Declarative configuration for my UniFi network, managed as
native Kubernetes resources with
Crossplane and the
provider-upjet-unifi
provider.
This repo is the desired state of the network (the WireGuard VPN client,
traffic routes, local DNS records, …), expressed as Crossplane Managed
Resources (Client, TrafficRoute, Record, …). It is reconciled
continuously on the platform: a
Flux Kustomization pulls this repo as a GitRepository and applies the
resources into the unifi namespace, and provider-upjet-unifi (installed as a
Crossplane provider package) reconciles each one against the UniFi controller
API. There is no Terraform and no separate state store — the Managed Resource
is the state, with its observed status in .status.atProvider.

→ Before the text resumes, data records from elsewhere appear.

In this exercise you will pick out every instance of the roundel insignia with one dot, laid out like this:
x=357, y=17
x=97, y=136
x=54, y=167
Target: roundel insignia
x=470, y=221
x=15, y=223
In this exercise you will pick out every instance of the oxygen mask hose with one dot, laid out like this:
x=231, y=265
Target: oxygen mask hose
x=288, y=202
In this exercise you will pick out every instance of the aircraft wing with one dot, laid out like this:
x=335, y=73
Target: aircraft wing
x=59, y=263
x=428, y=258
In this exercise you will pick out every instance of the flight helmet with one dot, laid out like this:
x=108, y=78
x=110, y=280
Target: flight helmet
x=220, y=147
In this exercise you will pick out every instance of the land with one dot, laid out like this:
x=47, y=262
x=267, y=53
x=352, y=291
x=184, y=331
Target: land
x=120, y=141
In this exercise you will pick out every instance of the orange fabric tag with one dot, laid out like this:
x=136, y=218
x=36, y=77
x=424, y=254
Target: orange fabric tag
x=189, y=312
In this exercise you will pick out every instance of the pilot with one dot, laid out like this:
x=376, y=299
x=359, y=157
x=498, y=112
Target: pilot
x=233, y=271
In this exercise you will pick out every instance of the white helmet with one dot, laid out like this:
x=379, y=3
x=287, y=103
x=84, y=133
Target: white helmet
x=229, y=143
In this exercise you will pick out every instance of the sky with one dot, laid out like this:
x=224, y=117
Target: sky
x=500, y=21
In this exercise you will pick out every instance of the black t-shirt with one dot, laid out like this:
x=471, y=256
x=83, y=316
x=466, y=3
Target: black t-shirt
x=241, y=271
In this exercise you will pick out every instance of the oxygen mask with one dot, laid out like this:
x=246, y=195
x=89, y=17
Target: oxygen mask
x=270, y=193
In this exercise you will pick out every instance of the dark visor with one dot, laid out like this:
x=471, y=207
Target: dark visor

this repo (Crossplane MRs)
│ Flux GitRepository + Kustomization → namespace: unifi
▼
provider-upjet-unifi (Crossplane, crossplane-system) ──► UniFi Controller API
Never let the first reconcile create or destroy live network config. A Managed Resource whose external object already exists must adopt it, not create a duplicate. To bring an existing object under management:
- Write the Managed Resource to match what already exists on the controller.
- Add the annotation
crossplane.io/external-name: <unifi-id>so Crossplane binds to the live object instead of creating a new one. - (Optional, safest) start it with
spec.managementPolicies: ["Observe"]so the first reconcile only reads the object; confirm.status.atProvidermatches, then widen to the default["*"]to manage it.
For a genuinely new object the network does not have yet (like everything shipped here today), no annotation is needed — Crossplane creates it. See the runbook for the step-by-step procedure and how to find a live object's id.
API-key auth (UniFi Controller ≥ 9.0.108). Use a dedicated service account with a
Limited Admin, Local Access Only role. This repo is public and holds no
secrets: the controller credentials live in the platform's secret store
(OpenBao) and are surfaced to Crossplane as a ProviderConfig whose secretRef
points at a Secret produced by an External Secret — never commit them here.
| Credential | Meaning |
|---|---|
api_url |
Controller base URL, without the /api path |
api_key |
API key (sensitive) |
site |
Site to manage (default default) |
allow_insecure |
Skip TLS verify — only for a self-signed cert |
The WireGuard VPN client additionally references two keys from a Secret in the
unifi namespace (cluster-wireguard): the gateway's own private key
(sensitive) and the Talos server's public key. Both are seeded by the
platform; see the runbook.
kustomize build . # render the Managed Resources
kustomize build . | kubeconform -strict -ignore-missing-schemas -summaryCRD-schema validation against the provider's own CRDs (in
provider-upjet-unifi
under package/crds/) happens authoritatively server-side at apply time, and can
be run locally by pointing kubeconform at those schemas. CI (.github/workflows/ci.yaml)
runs kustomize build + kubeconform and aggregates them into the single
required CI - Required Checks status.
This repo is the steady-state Crossplane model (it replaced an interim
OpenTofu + tofu-controller setup). Next steps are tracked in the
monorepo issues — e.g. a
cross-resource reference so a TrafficRoute can point at a Client by name
instead of a post-create network id, and bringing more of the network
(VLANs/WLANs/firewall) under management adopt-first.